Xmas in France vocabulary
I hope you like the thinking behind the displaying of this image: Xmas is a wonderful opportunity to give, help and share. A kind greeting or deed is the perfect Xmas present. A universal Xmas message for us all, young and older people alike!
Following the 9 December blog, here are the remaining four topics of vocabulary that I promised.
4 – La Crèche de Noël – the Christmas Manger / Nativity
Another important Christmas tradition in France is the nativity: a little house with Mary and Joseph, an ox and a donkey, the star and an angel, and eventually baby Jesus. The nativity set can be larger, with the 3 kings, many shepherds and sheep and other animals and village people. Some are very old and in the South of France, the little figurines are called “santons” and can be worth quite a lot of money. Some family make a paper crèche as a project for Christmas, others have a tiny little one somewhere in their house, and some churches would have a live nativity scene during the Christmas mass.
Traditionally, baby Jesus is added on December 25th in the morning, often by the youngest child of the household.
- La crèche – the manger/ nativity
- Le petit Jésus – baby Jesus
- Marie – Mary
- Joseph – Joseph
- Un ange – an angel
- Un boeuf – an ox
- Un âne – a donkey
- Une mangeoire – a manger
- Les rois mages – the 3 kings, the 3 wise men
- L’étoile du berger – the star of Bethlehem
- Un mouton – a sheep
- Un berger – a shepherd
- Un santon – manger figurines made in the South of France
5 – About Santa, Shoes, stockings, Cookies and Milk
In the old days, children would place their shoes next to the fireplace and hope to get a little present from Santa, such as an orange, a wooden toy, a little doll. Stockings are used instead in Britain.

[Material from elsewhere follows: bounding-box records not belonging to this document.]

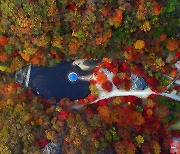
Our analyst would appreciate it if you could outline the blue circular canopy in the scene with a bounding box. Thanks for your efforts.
[68,72,78,82]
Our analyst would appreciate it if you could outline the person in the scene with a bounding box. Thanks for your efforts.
[15,60,99,101]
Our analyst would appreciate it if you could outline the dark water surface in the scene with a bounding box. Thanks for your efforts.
[29,62,90,100]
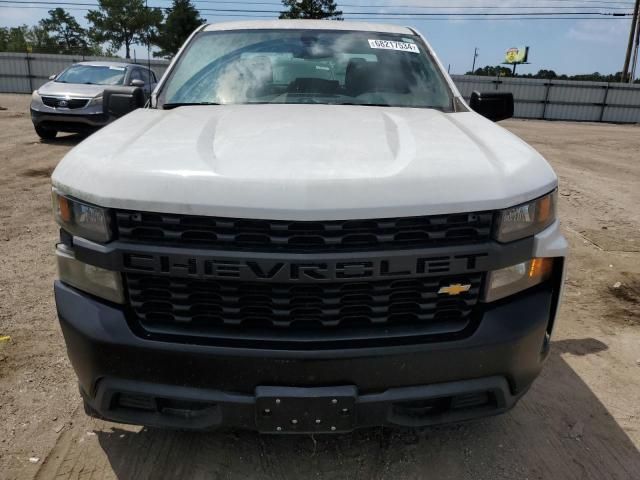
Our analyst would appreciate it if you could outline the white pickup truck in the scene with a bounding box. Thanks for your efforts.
[52,21,567,433]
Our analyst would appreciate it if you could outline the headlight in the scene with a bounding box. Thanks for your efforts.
[484,258,553,302]
[87,94,102,107]
[53,190,111,243]
[56,244,124,303]
[495,190,558,242]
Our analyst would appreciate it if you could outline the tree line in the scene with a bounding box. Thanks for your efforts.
[465,65,640,83]
[0,0,342,58]
[0,0,204,58]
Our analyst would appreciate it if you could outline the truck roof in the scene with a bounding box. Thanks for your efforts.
[74,60,131,67]
[203,20,414,35]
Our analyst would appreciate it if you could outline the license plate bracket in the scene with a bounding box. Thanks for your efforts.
[256,386,358,434]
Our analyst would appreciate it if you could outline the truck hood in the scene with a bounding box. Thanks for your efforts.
[52,105,557,220]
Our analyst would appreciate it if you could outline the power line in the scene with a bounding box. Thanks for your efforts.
[0,0,631,18]
[0,5,629,22]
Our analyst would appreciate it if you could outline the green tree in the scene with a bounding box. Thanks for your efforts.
[24,25,58,53]
[153,0,205,58]
[40,8,89,54]
[280,0,342,20]
[87,0,162,58]
[0,25,29,52]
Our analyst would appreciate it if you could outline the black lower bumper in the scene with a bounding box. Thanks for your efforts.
[55,282,554,433]
[31,109,110,133]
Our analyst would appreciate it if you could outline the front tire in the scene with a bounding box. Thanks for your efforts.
[33,125,58,140]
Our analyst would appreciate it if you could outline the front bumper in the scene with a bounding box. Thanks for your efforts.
[55,282,559,433]
[31,107,110,132]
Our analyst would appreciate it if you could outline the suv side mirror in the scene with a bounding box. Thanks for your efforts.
[469,91,513,122]
[102,87,145,117]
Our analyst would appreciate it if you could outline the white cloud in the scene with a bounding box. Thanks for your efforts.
[565,20,629,44]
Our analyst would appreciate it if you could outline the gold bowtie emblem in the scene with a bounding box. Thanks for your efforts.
[438,283,471,295]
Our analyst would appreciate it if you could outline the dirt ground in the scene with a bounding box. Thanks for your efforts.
[0,91,640,480]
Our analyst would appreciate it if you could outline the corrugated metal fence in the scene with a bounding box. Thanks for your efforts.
[0,52,169,93]
[0,52,640,123]
[453,75,640,123]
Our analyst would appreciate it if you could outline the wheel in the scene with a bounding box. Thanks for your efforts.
[33,125,58,140]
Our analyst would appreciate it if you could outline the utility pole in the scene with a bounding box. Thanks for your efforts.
[471,47,478,75]
[622,0,640,83]
[629,16,640,83]
[144,0,151,75]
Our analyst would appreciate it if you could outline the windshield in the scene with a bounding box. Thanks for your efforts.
[55,65,125,85]
[159,30,452,111]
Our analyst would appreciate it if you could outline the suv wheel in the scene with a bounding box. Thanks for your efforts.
[33,125,58,140]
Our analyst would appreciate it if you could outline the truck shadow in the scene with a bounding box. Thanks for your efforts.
[89,338,640,479]
[40,133,89,147]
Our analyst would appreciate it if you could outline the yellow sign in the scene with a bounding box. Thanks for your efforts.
[504,47,529,64]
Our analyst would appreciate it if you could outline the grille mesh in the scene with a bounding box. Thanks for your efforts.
[116,211,492,253]
[42,97,89,109]
[126,274,482,340]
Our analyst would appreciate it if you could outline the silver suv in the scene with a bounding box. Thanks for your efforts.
[31,62,157,139]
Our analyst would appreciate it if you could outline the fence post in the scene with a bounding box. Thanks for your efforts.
[542,79,553,120]
[25,52,33,93]
[599,82,611,122]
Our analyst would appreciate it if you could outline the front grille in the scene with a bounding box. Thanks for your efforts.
[116,211,493,253]
[126,274,482,341]
[42,97,90,110]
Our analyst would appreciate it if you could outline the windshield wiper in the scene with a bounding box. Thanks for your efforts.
[162,102,221,110]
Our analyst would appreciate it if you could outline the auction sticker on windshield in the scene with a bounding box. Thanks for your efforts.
[369,40,420,53]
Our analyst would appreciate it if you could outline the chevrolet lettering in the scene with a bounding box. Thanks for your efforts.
[52,20,567,434]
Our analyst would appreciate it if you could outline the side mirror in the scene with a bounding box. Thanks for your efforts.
[102,87,145,118]
[469,92,513,122]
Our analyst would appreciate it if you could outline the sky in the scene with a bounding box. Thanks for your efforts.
[0,0,640,74]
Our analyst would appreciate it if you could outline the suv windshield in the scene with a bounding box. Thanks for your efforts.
[159,30,452,111]
[55,65,126,85]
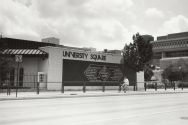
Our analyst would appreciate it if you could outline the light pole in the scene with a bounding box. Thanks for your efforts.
[179,66,183,90]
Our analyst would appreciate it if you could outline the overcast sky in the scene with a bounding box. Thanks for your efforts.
[0,0,188,50]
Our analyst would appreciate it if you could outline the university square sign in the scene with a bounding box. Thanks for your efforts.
[63,50,106,61]
[84,64,123,82]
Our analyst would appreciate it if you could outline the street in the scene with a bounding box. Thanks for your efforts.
[0,93,188,125]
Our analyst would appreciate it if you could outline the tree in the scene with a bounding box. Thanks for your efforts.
[144,64,154,81]
[123,33,153,72]
[0,40,12,85]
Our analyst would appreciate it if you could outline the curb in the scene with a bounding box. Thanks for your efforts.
[0,92,188,101]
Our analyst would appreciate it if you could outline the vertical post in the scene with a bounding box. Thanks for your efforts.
[83,82,86,93]
[102,83,105,92]
[181,82,183,90]
[144,82,147,91]
[37,82,40,94]
[174,82,176,90]
[165,82,166,91]
[155,82,157,91]
[16,62,20,97]
[119,82,121,92]
[61,81,65,93]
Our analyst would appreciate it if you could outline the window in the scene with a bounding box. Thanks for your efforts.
[19,68,24,86]
[10,68,15,86]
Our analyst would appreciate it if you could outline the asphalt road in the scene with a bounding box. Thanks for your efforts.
[0,93,188,125]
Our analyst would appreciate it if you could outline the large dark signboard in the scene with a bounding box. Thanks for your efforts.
[63,59,123,85]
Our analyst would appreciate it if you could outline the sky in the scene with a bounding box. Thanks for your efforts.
[0,0,188,50]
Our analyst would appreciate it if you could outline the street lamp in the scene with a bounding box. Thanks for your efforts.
[179,66,183,90]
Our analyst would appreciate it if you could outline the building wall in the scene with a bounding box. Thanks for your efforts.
[13,56,40,88]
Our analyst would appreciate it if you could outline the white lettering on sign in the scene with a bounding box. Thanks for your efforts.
[63,51,106,61]
[15,55,22,62]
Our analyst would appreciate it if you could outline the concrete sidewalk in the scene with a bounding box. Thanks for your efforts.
[0,89,188,101]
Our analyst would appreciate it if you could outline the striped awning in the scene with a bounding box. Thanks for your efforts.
[2,49,48,56]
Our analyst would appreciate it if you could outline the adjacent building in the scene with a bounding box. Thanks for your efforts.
[151,32,188,81]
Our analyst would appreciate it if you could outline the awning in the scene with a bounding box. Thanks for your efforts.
[2,49,48,56]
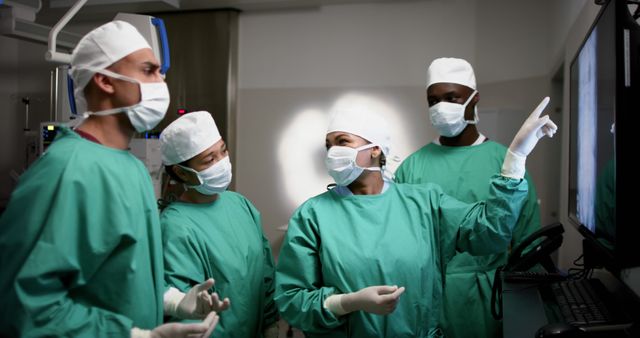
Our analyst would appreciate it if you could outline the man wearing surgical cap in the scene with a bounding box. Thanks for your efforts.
[160,111,278,338]
[275,88,552,338]
[0,21,218,337]
[396,58,540,338]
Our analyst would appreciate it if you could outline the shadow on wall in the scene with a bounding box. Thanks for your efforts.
[278,92,411,208]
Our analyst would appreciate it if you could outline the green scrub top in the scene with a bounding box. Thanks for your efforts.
[161,191,278,338]
[396,141,540,338]
[275,176,527,338]
[0,128,164,337]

In France, most new houses do not have a fireplace, and the tradition of placing your shoes by it has totally disappeared. Although he does bring the presents on his sleigh, in France what Santa does is not that clear: some think he comes down the chimney himself, some believe he sends a helper or just magically places the gifts on the shoes (if he is an old-fashioned Santa) or under the Christmas tree. In any case, there is no clear tradition of leaving cookies and milk for him… Maybe a bottle of Bordeaux and a toast of foie gras? Just kidding…

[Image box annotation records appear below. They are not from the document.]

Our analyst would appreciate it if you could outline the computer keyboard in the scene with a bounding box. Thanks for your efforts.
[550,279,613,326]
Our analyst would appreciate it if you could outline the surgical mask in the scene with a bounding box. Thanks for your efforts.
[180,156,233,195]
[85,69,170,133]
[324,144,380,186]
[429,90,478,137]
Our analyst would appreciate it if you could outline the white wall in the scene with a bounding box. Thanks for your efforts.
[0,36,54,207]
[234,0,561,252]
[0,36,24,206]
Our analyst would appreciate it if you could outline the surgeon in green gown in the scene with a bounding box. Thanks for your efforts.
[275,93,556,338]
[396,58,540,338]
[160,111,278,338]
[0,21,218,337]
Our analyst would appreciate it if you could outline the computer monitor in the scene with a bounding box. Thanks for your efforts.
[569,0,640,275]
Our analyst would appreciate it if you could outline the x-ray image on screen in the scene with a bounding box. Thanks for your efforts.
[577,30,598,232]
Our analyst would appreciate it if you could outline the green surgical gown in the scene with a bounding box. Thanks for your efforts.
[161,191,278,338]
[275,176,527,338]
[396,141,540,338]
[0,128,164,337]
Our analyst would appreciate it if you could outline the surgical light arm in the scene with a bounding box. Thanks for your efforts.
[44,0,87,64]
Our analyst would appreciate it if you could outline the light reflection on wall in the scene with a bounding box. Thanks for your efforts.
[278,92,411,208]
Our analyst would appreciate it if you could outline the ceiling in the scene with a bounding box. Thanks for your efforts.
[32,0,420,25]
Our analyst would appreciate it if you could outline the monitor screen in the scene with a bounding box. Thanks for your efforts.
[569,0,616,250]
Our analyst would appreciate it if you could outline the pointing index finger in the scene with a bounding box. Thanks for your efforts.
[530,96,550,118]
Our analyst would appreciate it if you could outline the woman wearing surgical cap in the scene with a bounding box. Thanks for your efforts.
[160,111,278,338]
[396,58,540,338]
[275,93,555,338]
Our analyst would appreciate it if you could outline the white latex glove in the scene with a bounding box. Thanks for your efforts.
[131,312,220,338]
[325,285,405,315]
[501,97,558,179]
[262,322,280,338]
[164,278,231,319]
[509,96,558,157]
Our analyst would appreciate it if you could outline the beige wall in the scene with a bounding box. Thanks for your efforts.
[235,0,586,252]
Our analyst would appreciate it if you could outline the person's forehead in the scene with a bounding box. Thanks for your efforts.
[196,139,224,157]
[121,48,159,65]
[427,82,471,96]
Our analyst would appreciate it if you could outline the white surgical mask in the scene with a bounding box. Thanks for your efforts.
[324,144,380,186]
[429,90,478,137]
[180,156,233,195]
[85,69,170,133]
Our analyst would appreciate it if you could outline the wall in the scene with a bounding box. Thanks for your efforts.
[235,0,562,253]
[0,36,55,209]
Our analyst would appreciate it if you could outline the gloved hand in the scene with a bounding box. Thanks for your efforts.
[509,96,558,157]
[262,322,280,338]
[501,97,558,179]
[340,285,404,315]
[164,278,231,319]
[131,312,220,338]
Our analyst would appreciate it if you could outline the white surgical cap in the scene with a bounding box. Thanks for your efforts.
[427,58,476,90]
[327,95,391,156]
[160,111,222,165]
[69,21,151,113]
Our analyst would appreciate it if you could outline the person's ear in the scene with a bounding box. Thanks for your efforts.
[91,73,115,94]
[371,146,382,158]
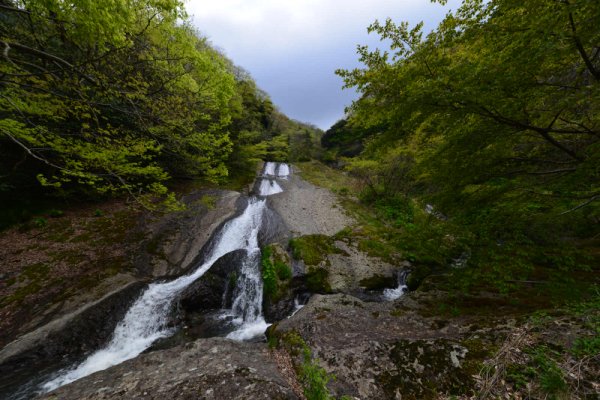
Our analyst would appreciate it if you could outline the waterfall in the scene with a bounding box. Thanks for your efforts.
[258,178,283,196]
[263,161,277,176]
[383,271,408,300]
[42,163,289,392]
[277,164,290,178]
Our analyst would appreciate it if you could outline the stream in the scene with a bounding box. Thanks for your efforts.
[38,162,290,393]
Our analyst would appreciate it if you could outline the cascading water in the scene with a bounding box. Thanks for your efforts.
[42,163,289,392]
[383,271,408,301]
[258,178,283,196]
[263,161,290,178]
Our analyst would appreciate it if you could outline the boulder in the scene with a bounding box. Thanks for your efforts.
[41,338,298,400]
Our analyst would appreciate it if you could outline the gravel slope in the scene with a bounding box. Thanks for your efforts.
[269,168,354,236]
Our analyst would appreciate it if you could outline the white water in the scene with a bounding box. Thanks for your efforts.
[277,164,290,178]
[258,178,283,196]
[42,199,266,392]
[264,161,277,176]
[263,161,290,178]
[42,163,289,392]
[383,273,408,301]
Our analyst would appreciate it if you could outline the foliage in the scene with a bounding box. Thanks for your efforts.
[531,346,567,398]
[260,246,292,302]
[300,346,335,400]
[274,330,336,400]
[0,0,320,225]
[290,234,340,265]
[332,0,600,291]
[260,246,277,297]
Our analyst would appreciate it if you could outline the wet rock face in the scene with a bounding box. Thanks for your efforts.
[269,294,492,400]
[134,190,244,278]
[42,338,298,400]
[0,282,146,394]
[179,249,247,312]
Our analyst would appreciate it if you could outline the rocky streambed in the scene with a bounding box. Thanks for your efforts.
[0,163,576,399]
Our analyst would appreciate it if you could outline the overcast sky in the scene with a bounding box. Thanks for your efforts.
[186,0,460,130]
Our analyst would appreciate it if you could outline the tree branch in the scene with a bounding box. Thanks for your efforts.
[566,7,600,81]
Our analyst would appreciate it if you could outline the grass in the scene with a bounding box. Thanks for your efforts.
[295,161,358,196]
[260,246,292,302]
[289,235,342,265]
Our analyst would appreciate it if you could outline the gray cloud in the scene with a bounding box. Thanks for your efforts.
[186,0,460,129]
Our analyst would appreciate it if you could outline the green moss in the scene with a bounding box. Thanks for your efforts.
[260,246,292,303]
[296,161,358,196]
[267,327,335,400]
[275,260,292,281]
[359,274,396,290]
[358,239,397,262]
[306,267,332,294]
[406,265,431,290]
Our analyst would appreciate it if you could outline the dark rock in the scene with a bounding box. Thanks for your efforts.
[179,249,248,312]
[0,282,146,398]
[134,190,241,278]
[359,274,398,290]
[268,292,499,399]
[41,338,298,400]
[258,207,291,246]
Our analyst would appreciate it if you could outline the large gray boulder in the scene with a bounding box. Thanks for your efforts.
[41,338,298,400]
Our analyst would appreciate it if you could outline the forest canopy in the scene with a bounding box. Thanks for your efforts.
[0,0,319,219]
[332,0,600,288]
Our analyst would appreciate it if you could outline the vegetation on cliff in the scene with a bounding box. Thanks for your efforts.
[323,0,600,291]
[0,0,320,226]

- Le Père Noël – Santa (or Saint Nicolas in the North-East of France)
- Le traineau – the sleigh
- Les rennes – reindeers
- Les elfes – elves
- Le Pôle Nord – North Pole
6 – Christmas Cards and Greetings
It’s customary in France and many other countries to send out Christmas/ Happy New Year cards to your friends and family. E-cards are becoming a popular alternative option to send Christmas greetings. Although we are grateful, on receipt of the traditional Xmas card, for the time and expense the sender has gone to, I can see how sending an e-card could save us all a lot of postal costs, be more eco friendly and give us the chance to share the delightful xmas video, that comes with many e-cards, Here are the 3 customary Xmas greetings we exchange:
- Joyeux Noël – Merry Christmas
- Joyeuses fêtes de Noël – Merry Christmas
- Joyeuses fêtes – Happy Holidays (more Politically Correct since not Religious)

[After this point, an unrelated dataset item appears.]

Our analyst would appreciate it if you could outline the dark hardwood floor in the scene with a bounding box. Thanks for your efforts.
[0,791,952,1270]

7 – Les Marchés de Noël – Christmas Markets in France
Christmas Markets are little villages made up of wooden stalls (called “châlets”) which pop up in the center of towns in December. They typically sell decorations, local products and “vin chaud” (mulled wine), cakes, biscuits and gingerbreads as well as many handcrafted items. Originally common in the North-East of France, they are now popular throughout France – there is a huge one on “les Champs Elysées” in Paris.